This assertion makes no sense within a purely secular context. If two human beings fall in love, enjoy each other’s company, have children together, we can imagine them falling out of love, no longer enjoying each other’s company, and deciding to separate.

However, and this is the hinge, if we place marriage within the context of a vocation from God, then everything changes.  If we, indeed, hold that it is God who has brought a couple together, not just for their benefit, but to express symbolically who he is, to accomplish God’s purposes together, then we can’t imagine that couple not being together.
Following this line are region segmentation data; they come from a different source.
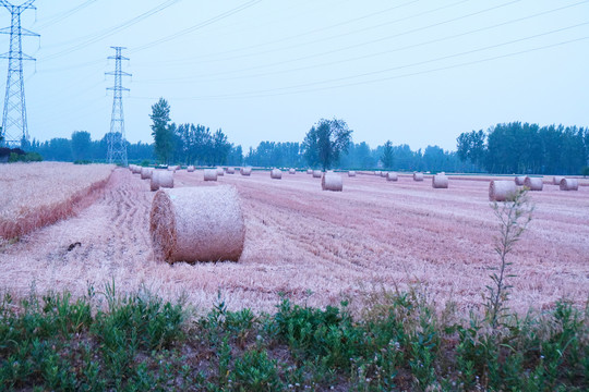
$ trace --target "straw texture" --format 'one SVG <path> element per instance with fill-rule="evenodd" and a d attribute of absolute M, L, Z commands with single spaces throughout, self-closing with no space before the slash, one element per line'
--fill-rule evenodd
<path fill-rule="evenodd" d="M 149 232 L 158 260 L 237 261 L 245 241 L 239 195 L 229 185 L 160 189 Z"/>
<path fill-rule="evenodd" d="M 542 191 L 544 188 L 544 183 L 541 177 L 529 177 L 527 176 L 524 181 L 524 186 L 530 191 Z"/>
<path fill-rule="evenodd" d="M 341 192 L 344 189 L 344 180 L 336 173 L 324 173 L 321 177 L 321 188 L 323 191 Z"/>
<path fill-rule="evenodd" d="M 561 191 L 579 191 L 579 182 L 576 179 L 561 180 Z"/>
<path fill-rule="evenodd" d="M 204 170 L 204 180 L 205 181 L 217 181 L 217 169 L 205 169 Z"/>
<path fill-rule="evenodd" d="M 526 182 L 526 177 L 527 177 L 527 175 L 518 175 L 518 176 L 516 176 L 515 177 L 516 185 L 522 186 L 524 183 Z"/>
<path fill-rule="evenodd" d="M 173 172 L 167 170 L 154 170 L 152 173 L 152 181 L 149 182 L 149 188 L 153 192 L 160 187 L 173 187 Z"/>
<path fill-rule="evenodd" d="M 280 169 L 272 169 L 271 179 L 280 180 L 283 177 L 283 171 Z"/>
<path fill-rule="evenodd" d="M 517 187 L 513 181 L 491 181 L 489 184 L 489 200 L 509 201 L 517 193 Z"/>
<path fill-rule="evenodd" d="M 241 173 L 241 175 L 251 175 L 252 174 L 252 168 L 241 168 L 239 170 L 239 172 Z"/>
<path fill-rule="evenodd" d="M 448 177 L 445 174 L 436 174 L 432 177 L 432 187 L 434 189 L 446 189 L 448 187 Z"/>

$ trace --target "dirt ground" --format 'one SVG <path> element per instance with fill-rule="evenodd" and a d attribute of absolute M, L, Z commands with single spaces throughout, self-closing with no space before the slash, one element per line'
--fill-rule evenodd
<path fill-rule="evenodd" d="M 117 169 L 104 196 L 77 217 L 38 230 L 0 250 L 0 289 L 16 295 L 68 290 L 83 295 L 115 281 L 119 293 L 142 286 L 165 298 L 184 295 L 206 310 L 220 292 L 230 309 L 273 311 L 279 294 L 313 306 L 365 293 L 419 285 L 443 305 L 467 311 L 481 303 L 490 268 L 498 265 L 497 220 L 486 181 L 374 175 L 344 177 L 344 192 L 322 192 L 321 179 L 298 172 L 271 180 L 226 174 L 242 198 L 245 249 L 239 262 L 154 260 L 147 181 Z M 178 186 L 215 186 L 203 172 L 179 171 Z M 589 186 L 530 193 L 533 220 L 510 255 L 512 308 L 543 309 L 567 297 L 589 298 Z"/>

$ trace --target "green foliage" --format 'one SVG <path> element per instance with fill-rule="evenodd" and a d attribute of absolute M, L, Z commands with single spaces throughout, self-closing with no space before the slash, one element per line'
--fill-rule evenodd
<path fill-rule="evenodd" d="M 352 132 L 344 120 L 321 119 L 306 133 L 302 144 L 306 162 L 323 170 L 332 168 L 348 150 Z"/>

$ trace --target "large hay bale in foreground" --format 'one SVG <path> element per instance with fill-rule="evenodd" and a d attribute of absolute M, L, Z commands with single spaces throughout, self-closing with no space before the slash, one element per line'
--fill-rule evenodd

This is why the Church, when it nullifies a marriage, is saying that a sacramental marriage never existed.  An annulment is not what some would cynically call “Catholic divorce,” but a recognition that a particular couple was not brought together by God’s designs.  The Church is simply acknowledging that fact when she says that this marriage is annulled.

And one more thing regarding the controversial topic of the indissolubility of marriage.  Too often this law is seen as an external imposition—an authoritarian Church interfering with our freedom.  But, remember what the great spiritual writer G.K. Chesterton once that when two people romantically fall in love, they say extravagant things:  “I will love you forever…I will forsake all others in order to have you…You’re the center of my life.”  One can imagine two young people falling love and saying these aspirations.  What they don’t say is “Yeah, I’ll hang out with you until somebody better comes around.”  Chesterton then said that the Church is not imposing a law upon people; it’s simply ratifying this instinct.  The Church is applauding this affirmation and recognizing that it comes from God and then raises it to a higher pitch—supernaturalizing it as a sacrament and calling the couple to love each other unconditionally.  The Church is helping the couple recognize that the deep love they have for each other, which they are willing to pledge to one another romantically, is actually an ingredient in a much higher love and exists for a much greater purpose which only intensifies their sense of the indissolubility of their love.  I think this where the indissolubility of marriage comes from—the very heart of the Church.

Brothers and sisters, spend some time with these readings; reflect upon them and exult in the fact that marriage is a great call to holiness.  Marriage is a reality deeply blessed by God and reflects the way God is.